Date of this Version

9-1961

Comments

Published in Botanical Gazette, Vol. 123, No. 1 (Sep., 1961), pp. 16-28. Copyright 1961 The University of Chicago Press. Used by permission.

Abstract

This study treats of our midcontinental soils and of the wonderful network of roots within them of a vegetation which has clothed them for untold centuries. This vegetation has almost vanished so great has been the toll of the tractor-drawn plow, over- grazing and trampling, injudicious use of poisonous sprays, building of highways, and other causes. Virgin prairie and undisturbed soil occur in quantity only in areas where limestone underlies a shallow soil and prevents plowing or in sand so unstable that destroying the vegetation with its binding roots is almost synonymous with losing the soil.

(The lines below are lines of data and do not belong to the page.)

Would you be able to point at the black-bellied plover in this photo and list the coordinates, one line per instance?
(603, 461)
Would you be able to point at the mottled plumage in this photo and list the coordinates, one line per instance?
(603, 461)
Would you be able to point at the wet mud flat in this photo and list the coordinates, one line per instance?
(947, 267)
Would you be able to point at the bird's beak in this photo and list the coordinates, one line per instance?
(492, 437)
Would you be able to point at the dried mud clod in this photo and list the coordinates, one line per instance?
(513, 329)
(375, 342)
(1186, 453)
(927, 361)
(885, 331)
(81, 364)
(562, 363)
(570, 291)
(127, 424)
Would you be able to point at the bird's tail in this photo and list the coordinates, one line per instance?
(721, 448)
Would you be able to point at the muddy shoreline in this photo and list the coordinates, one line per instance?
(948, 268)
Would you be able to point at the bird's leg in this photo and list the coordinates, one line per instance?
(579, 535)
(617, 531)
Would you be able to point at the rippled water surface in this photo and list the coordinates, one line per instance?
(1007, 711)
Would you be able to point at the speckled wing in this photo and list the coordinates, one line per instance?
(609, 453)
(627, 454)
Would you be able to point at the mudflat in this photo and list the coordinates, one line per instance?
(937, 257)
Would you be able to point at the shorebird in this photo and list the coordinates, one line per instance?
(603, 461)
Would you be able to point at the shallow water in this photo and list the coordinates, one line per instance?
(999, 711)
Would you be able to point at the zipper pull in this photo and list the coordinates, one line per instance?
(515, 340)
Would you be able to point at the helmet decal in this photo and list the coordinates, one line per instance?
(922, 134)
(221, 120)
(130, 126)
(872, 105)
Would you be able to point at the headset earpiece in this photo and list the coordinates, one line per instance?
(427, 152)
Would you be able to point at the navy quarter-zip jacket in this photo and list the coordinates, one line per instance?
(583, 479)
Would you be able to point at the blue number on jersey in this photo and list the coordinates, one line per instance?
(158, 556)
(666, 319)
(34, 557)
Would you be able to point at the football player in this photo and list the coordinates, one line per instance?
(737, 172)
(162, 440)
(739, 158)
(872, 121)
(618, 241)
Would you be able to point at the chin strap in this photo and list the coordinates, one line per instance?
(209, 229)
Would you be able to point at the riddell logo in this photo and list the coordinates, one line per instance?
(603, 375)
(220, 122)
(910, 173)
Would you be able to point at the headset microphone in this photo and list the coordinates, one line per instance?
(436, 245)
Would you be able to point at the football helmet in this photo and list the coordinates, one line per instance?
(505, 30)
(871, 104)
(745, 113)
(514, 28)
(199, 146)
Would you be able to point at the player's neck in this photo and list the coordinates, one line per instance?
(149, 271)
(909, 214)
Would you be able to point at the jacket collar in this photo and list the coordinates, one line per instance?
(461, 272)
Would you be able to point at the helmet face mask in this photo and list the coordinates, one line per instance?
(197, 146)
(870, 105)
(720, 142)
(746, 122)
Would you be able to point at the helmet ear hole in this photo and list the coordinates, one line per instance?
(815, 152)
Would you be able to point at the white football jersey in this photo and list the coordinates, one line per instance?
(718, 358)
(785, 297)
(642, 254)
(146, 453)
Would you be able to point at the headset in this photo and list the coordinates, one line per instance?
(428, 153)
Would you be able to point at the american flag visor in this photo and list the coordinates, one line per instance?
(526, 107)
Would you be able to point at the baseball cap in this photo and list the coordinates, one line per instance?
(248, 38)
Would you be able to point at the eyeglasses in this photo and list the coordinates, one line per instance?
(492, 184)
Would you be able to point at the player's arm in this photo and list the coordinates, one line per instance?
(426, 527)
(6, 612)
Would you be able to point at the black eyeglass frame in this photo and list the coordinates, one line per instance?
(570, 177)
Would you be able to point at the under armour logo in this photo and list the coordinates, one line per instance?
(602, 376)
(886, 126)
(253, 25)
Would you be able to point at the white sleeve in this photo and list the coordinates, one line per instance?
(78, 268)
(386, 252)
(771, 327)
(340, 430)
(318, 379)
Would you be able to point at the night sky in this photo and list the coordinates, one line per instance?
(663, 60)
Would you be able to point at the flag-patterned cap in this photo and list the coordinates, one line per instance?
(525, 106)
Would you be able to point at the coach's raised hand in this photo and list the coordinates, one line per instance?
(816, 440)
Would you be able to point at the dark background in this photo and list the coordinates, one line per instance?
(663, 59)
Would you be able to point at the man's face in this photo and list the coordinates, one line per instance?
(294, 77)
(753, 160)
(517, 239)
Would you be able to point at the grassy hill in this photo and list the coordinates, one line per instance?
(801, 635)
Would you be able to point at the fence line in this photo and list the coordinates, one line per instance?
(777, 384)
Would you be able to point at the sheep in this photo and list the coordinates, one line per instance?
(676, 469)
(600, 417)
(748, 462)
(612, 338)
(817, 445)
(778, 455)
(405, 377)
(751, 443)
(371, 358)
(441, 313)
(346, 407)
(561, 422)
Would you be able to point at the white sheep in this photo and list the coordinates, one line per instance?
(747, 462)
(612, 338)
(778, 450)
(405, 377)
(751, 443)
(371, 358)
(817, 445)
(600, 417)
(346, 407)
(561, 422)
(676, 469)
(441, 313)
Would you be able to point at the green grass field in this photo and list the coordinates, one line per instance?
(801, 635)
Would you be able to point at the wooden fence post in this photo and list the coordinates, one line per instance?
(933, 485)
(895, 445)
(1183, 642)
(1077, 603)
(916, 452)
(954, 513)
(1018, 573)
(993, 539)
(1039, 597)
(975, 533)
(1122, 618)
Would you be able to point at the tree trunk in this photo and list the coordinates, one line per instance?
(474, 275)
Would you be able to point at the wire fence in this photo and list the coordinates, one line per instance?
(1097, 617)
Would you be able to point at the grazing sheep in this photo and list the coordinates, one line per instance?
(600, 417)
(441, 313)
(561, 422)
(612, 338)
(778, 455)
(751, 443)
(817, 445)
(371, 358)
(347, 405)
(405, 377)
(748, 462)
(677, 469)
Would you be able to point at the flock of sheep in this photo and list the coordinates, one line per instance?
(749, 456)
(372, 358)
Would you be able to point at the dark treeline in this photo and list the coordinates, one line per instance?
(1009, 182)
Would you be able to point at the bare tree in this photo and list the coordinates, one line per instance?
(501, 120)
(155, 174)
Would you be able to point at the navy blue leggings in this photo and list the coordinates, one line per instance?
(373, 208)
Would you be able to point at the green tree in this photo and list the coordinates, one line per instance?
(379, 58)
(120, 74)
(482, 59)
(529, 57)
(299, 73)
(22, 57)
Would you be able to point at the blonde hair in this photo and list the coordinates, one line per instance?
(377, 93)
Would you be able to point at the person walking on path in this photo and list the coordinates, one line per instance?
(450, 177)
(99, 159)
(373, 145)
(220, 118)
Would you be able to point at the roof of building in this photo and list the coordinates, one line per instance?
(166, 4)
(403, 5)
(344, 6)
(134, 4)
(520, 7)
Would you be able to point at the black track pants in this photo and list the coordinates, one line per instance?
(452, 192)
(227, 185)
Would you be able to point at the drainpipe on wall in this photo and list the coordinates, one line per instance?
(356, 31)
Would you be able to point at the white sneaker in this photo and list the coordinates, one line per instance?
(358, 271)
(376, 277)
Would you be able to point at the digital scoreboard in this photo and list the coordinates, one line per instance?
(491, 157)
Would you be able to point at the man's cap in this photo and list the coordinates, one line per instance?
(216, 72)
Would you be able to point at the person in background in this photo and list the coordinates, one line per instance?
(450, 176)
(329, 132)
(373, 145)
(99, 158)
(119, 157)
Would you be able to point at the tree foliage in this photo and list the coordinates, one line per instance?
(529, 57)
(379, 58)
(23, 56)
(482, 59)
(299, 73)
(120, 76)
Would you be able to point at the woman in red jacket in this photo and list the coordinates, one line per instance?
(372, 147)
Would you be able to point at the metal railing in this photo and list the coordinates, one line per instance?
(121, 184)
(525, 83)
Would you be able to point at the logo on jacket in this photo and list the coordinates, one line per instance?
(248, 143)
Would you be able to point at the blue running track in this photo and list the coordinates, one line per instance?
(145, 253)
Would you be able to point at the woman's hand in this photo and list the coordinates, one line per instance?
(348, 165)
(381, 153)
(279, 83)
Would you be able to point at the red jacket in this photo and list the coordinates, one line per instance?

The many thousands of acres of Flint Hills in east-central Kansas and the 18,000 square miles of Sand Hills in Nebraska are examples.

Many years of investigation have permitted thorough examination of grasslands above, in, and below the soil. Several reports have emphasized the individual root habits of grasses, grasslike plants, and forbs. This study is concerned especially with the intimate structure of the continuous network of roots of the several species which dominated and characterized the prairie over an area of thousands of square miles in the central Midwest. This root network is a permanent feature in prairie soils. Years of study have revealed that samples taken in spring, summer, or autumn are the same. The roots of the dominant grasses are long-lived; death and decay of individual roots proceed slowly as does also their replacement by new ones. Many clumps of sod or bunches of grass persist below ground for 15 years certainly and probably for 25.